Could a Mount Airy native become Florida’s next governor? Her father, who still lives here, thinks she has a good chance.
“The folks in Florida would do well to elect her,” Kester Sink said Friday of his daughter Alex, three days after she handily captured the state’s Democratic primary for governor.
Alex Sink, now Florida’s chief financial officer, now will be involved in a three-way race that includes Republican nominee Rick Scott and Lawton “Bud” Chiles III, who is running without a party affiliation. A November election will decide who goes to the Governor’s Mansion.
“In a poll taken yesterday, she was beating her opponent by seven points,” Kester Sink said Friday in reference to Scott, a health-care executive and political newcomer.
“But the problem is, she’s running against a guy who in the Republican primary spent $40 million of his own money,” Sink added of her chief opponent’s well-positioned campaign. “He’s willing to spend his money to get elected.”
However, Sink believes the values his daughter learned while growing up in Mount Airy will serve her well for the duration of the campaign.
“Alex has a lot to offer to the people in Florida,” he said of the Democratic nominee who was born here in 1948 and graduated from Mount Airy High School and later Wake Forest University.
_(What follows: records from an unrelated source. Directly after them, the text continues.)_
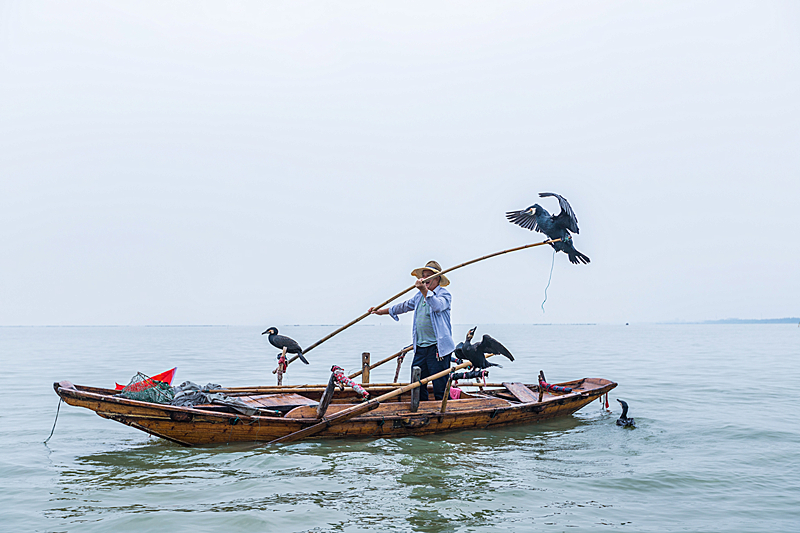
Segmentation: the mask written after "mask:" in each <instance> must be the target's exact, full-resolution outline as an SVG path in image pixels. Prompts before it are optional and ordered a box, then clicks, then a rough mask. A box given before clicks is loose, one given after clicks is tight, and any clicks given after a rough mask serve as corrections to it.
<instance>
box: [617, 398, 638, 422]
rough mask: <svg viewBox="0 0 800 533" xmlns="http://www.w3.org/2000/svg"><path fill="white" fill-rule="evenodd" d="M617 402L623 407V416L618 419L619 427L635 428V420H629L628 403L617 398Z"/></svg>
mask: <svg viewBox="0 0 800 533" xmlns="http://www.w3.org/2000/svg"><path fill="white" fill-rule="evenodd" d="M617 401H618V402H619V403H620V405H622V414H621V415H619V418H617V425H618V426H622V427H624V428H635V427H636V423H635V422H634V420H633V418H628V403H627V402H625V401H624V400H620V399H619V398H617Z"/></svg>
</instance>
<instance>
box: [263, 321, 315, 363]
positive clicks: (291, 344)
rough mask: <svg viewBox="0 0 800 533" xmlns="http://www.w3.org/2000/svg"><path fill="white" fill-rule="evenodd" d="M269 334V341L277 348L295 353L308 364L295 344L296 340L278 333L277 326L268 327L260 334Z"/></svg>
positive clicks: (281, 349)
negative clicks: (284, 348)
mask: <svg viewBox="0 0 800 533" xmlns="http://www.w3.org/2000/svg"><path fill="white" fill-rule="evenodd" d="M266 334H269V343H270V344H271V345H273V346H274V347H276V348H277V349H279V350H283V349H284V348H286V353H296V354H297V357H299V358H300V360H301V361H303V362H304V363H305V364H308V361H307V360H306V358H305V357H303V349H302V348H300V345H299V344H297V341H296V340H294V339H292V338H290V337H286V336H285V335H278V328H269V329H268V330H267V331H265V332H264V333H262V335H266Z"/></svg>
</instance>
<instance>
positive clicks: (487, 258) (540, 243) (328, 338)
mask: <svg viewBox="0 0 800 533" xmlns="http://www.w3.org/2000/svg"><path fill="white" fill-rule="evenodd" d="M560 240H561V239H554V240H549V239H548V240H546V241H542V242H535V243H532V244H526V245H524V246H517V247H516V248H509V249H508V250H501V251H499V252H495V253H493V254H489V255H484V256H482V257H479V258H477V259H473V260H471V261H467V262H466V263H461V264H460V265H456V266H454V267H450V268H446V269H445V270H442V271H441V272H439V273H438V274H434V275H433V276H428V277H427V278H424V279H423V280H422V281H423V282H424V281H428V280H430V279H433V278H435V277H436V276H441V275H442V274H447V273H448V272H452V271H453V270H457V269H459V268H462V267H465V266H468V265H471V264H473V263H477V262H478V261H483V260H484V259H491V258H492V257H497V256H498V255H503V254H507V253H511V252H516V251H519V250H525V249H526V248H533V247H535V246H542V245H544V244H552V243H554V242H559V241H560ZM414 287H415V285H412V286H411V287H409V288H407V289H406V290H404V291H401V292H398V293H397V294H395V295H394V296H392V297H391V298H389V299H388V300H386V301H385V302H382V303H380V304H378V305H376V306H375V307H374V309H376V310H377V309H381V308H382V307H383V306H385V305H386V304H388V303H390V302H393V301H394V300H396V299H398V298H400V297H401V296H402V295H404V294H405V293H407V292H409V291H411V290H413V289H414ZM369 315H370V313H369V311H367V312H366V313H364V314H363V315H361V316H360V317H358V318H356V319H354V320H351V321H350V322H348V323H347V324H345V325H344V326H342V327H340V328H339V329H337V330H336V331H334V332H333V333H329V334H328V335H325V336H324V337H322V338H321V339H320V340H318V341H317V342H315V343H314V344H312V345H311V346H309V347H308V348H305V349H304V350H303V354H306V353H308V352H309V351H311V350H313V349H314V348H316V347H317V346H319V345H320V344H322V343H323V342H325V341H326V340H328V339H330V338H331V337H333V336H335V335H338V334H339V333H341V332H343V331H344V330H346V329H347V328H349V327H350V326H352V325H353V324H355V323H357V322H360V321H362V320H364V319H365V318H367V317H368V316H369ZM298 357H300V356H298V355H295V356H293V357H291V358H290V359H289V360H287V361H286V363H287V364H292V362H294V361H295V360H296V359H297V358H298Z"/></svg>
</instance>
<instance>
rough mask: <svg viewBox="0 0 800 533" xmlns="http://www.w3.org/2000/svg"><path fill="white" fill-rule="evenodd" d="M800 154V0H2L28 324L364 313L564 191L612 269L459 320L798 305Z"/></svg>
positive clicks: (521, 279) (598, 272)
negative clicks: (507, 219)
mask: <svg viewBox="0 0 800 533" xmlns="http://www.w3.org/2000/svg"><path fill="white" fill-rule="evenodd" d="M799 170H800V4H799V3H797V2H731V1H722V2H695V1H691V2H676V1H668V2H638V3H637V2H595V1H586V2H564V1H548V2H528V1H526V2H392V3H389V2H371V1H370V2H340V3H334V2H295V1H287V2H236V3H233V2H195V1H192V2H99V1H98V2H9V1H4V2H0V247H2V252H1V253H0V325H17V324H26V325H38V324H254V325H255V324H258V325H269V324H298V323H299V324H342V323H345V322H347V321H349V320H350V319H352V318H354V317H356V316H357V315H359V314H360V313H361V312H363V311H364V310H365V309H366V308H367V307H369V306H370V305H374V304H376V303H379V302H380V301H382V300H384V299H386V298H388V297H389V296H391V295H392V294H394V293H396V292H398V291H399V290H401V289H403V288H405V287H407V286H409V285H410V284H411V283H412V281H413V280H412V278H411V276H410V275H409V273H410V271H411V269H412V268H414V267H416V266H420V265H422V264H424V263H425V262H426V261H428V260H429V259H436V260H438V261H439V262H440V263H441V264H442V265H443V266H444V267H448V266H452V265H454V264H457V263H461V262H463V261H466V260H469V259H472V258H475V257H478V256H481V255H485V254H488V253H491V252H494V251H498V250H501V249H504V248H509V247H512V246H517V245H521V244H525V243H528V242H534V241H538V240H541V238H542V236H541V235H540V234H532V233H530V232H528V231H527V230H523V229H521V228H519V227H517V226H513V225H511V224H509V223H508V222H507V221H506V219H505V217H504V213H505V211H507V210H511V209H521V208H524V207H527V206H528V205H531V204H533V203H534V202H536V201H537V200H538V199H537V193H538V192H540V191H555V192H558V193H561V194H562V195H564V196H566V197H567V198H568V199H569V201H570V202H571V204H572V207H573V209H574V210H575V212H576V214H577V216H578V219H579V222H580V228H581V233H580V235H578V236H577V237H576V239H575V243H576V247H577V248H578V249H579V250H581V251H582V252H584V253H586V254H587V255H588V256H590V257H591V259H592V262H591V264H590V265H587V266H583V265H581V266H575V265H572V264H570V263H569V262H568V261H567V258H566V256H565V255H563V254H558V255H557V256H556V263H555V268H554V271H553V279H552V284H551V286H550V289H549V291H548V301H547V304H546V306H545V309H546V311H547V312H546V313H545V314H542V311H541V309H540V305H541V302H542V299H543V295H544V294H543V291H544V288H545V286H546V284H547V279H548V274H549V270H550V262H551V252H550V251H548V250H545V249H543V248H537V249H533V250H527V251H524V252H517V253H515V254H511V255H508V256H503V257H500V258H496V259H492V260H489V261H486V262H483V263H479V264H477V265H474V266H471V267H467V268H466V269H464V270H461V271H458V272H455V273H453V275H452V276H451V279H452V285H451V287H450V289H451V292H452V293H453V295H454V298H453V306H454V309H453V321H454V322H456V323H474V324H480V323H484V324H486V323H506V322H507V323H550V322H555V323H560V322H601V323H602V322H625V321H629V322H642V321H669V320H676V319H679V320H704V319H716V318H725V317H734V316H735V317H743V318H744V317H747V318H760V317H763V318H768V317H782V316H796V315H798V314H800V308H799V307H798V302H800V281H799V280H798V272H797V270H798V268H797V267H798V265H800V238H799V237H798V229H799V228H800V194H799V193H800V182H799V180H798V178H799V177H800V176H798V174H799V172H798V171H799ZM542 204H543V205H544V206H545V207H546V208H547V209H549V210H551V211H554V210H557V204H556V202H555V201H553V200H552V199H549V200H545V201H544V202H542ZM389 322H391V320H389V319H387V318H386V317H380V318H379V317H370V318H368V319H367V320H365V321H364V323H366V324H388V323H389Z"/></svg>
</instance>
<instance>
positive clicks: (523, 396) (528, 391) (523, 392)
mask: <svg viewBox="0 0 800 533" xmlns="http://www.w3.org/2000/svg"><path fill="white" fill-rule="evenodd" d="M503 386H504V387H505V388H506V389H508V392H510V393H511V394H513V395H514V396H515V397H516V398H517V400H519V401H521V402H522V403H532V402H538V401H539V396H538V395H537V394H534V393H533V391H531V390H530V389H529V388H528V387H526V386H525V384H524V383H507V382H503Z"/></svg>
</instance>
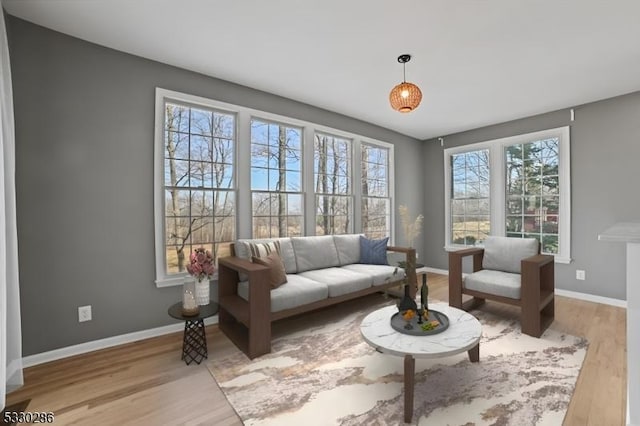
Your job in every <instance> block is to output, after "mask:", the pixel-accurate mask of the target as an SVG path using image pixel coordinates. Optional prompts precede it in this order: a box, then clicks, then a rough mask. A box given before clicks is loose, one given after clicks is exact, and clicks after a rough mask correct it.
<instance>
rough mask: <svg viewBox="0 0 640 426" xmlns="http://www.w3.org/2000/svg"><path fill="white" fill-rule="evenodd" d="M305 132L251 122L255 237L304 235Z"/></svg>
mask: <svg viewBox="0 0 640 426" xmlns="http://www.w3.org/2000/svg"><path fill="white" fill-rule="evenodd" d="M301 188H302V129H300V128H297V127H292V126H286V125H283V124H279V123H275V122H269V121H264V120H258V119H252V120H251V193H252V207H251V208H252V218H253V227H252V228H253V237H254V238H270V237H287V236H299V235H302V233H303V213H302V192H301Z"/></svg>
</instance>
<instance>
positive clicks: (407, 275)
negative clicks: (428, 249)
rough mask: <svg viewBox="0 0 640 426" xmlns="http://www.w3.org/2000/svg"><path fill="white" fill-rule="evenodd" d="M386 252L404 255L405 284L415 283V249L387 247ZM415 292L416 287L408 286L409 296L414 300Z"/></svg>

She also is a great-granddaughter of Chang Bunker, one of the Siamese Twins.
“From the standpoint of somebody graduating from Mount Airy High School, her teachers have all been gracious and helped her, and she loves this area and has never forgotten where she grew up,” Kester Sink commented.
“She’s honest, and she’s smart and she has a lot of experience.”
After graduating from Wake Forest with a degree in mathematics, Alex Sink taught in West Africa for three years. She later became a major player in the banking field, eventually presiding over Bank of America’s Florida operations. Sink was elected as the state’s chief financial officer in 2006 and threw her hat into the ring for governor in May 2009.
Her father describes Sink as a moderate Democrat who has built a strong base among the diverse population of the Sunshine State. She is married to Bill McBride, an unsuccessful nominee for governor there in 2002, and is the mother of two children.
“She loves the state of Florida, because that’s where she’s been for 30 years,” Kester Sink said. “But the main thing about Alex is she knows where her roots are, and they’re right here in Surry County.”
While Sink believes a daunting task is in store for the local native in trying to overcome the deep pockets of the Republican nominee and what some might consider underhanded political tactics on his part, there are definite factors in her favor.
Unlike Alex Sink’s comfortable win in the Democratic primary with 77 percent of the vote, Scott narrowly captured the GOP primary against Florida Attorney General Bill McCollum. The elder Sink, pointing out that this climaxed a bitter campaign, said the Republicans might remain divided leading up to the November election.
It’s his guess that some GOP support will come his daughter’s way as a result, while some Republicans upset with Scott simply won’t vote at all. Chiles, the third candidate, has name-recognition due to being the son of a former Florida governor.
Above all, “She’s very savvy and can take care of herself well,” Sink said in further assessing his daughter’s chances in November.
So far, he has only participated in her campaign from a distance. “I haven’t been down there any this year,” said Sink, who is planning to journey to Florida as the governor’s race hits the home stretch.
That state has nearly 11 million registered voters, including about 4.5 million registered Democrats and 4 million Republicans. The rest are either unaffiliated or registered with minor political parties.
From a historical perspective, Sink could become only the second Surry Countian ever elected governor in any state. Jesse Franklin, a veteran of the Revolutionary War who lived at Lowgap, was chosen as governor of North Carolina in 1820 and served one term before declining to seek re-election.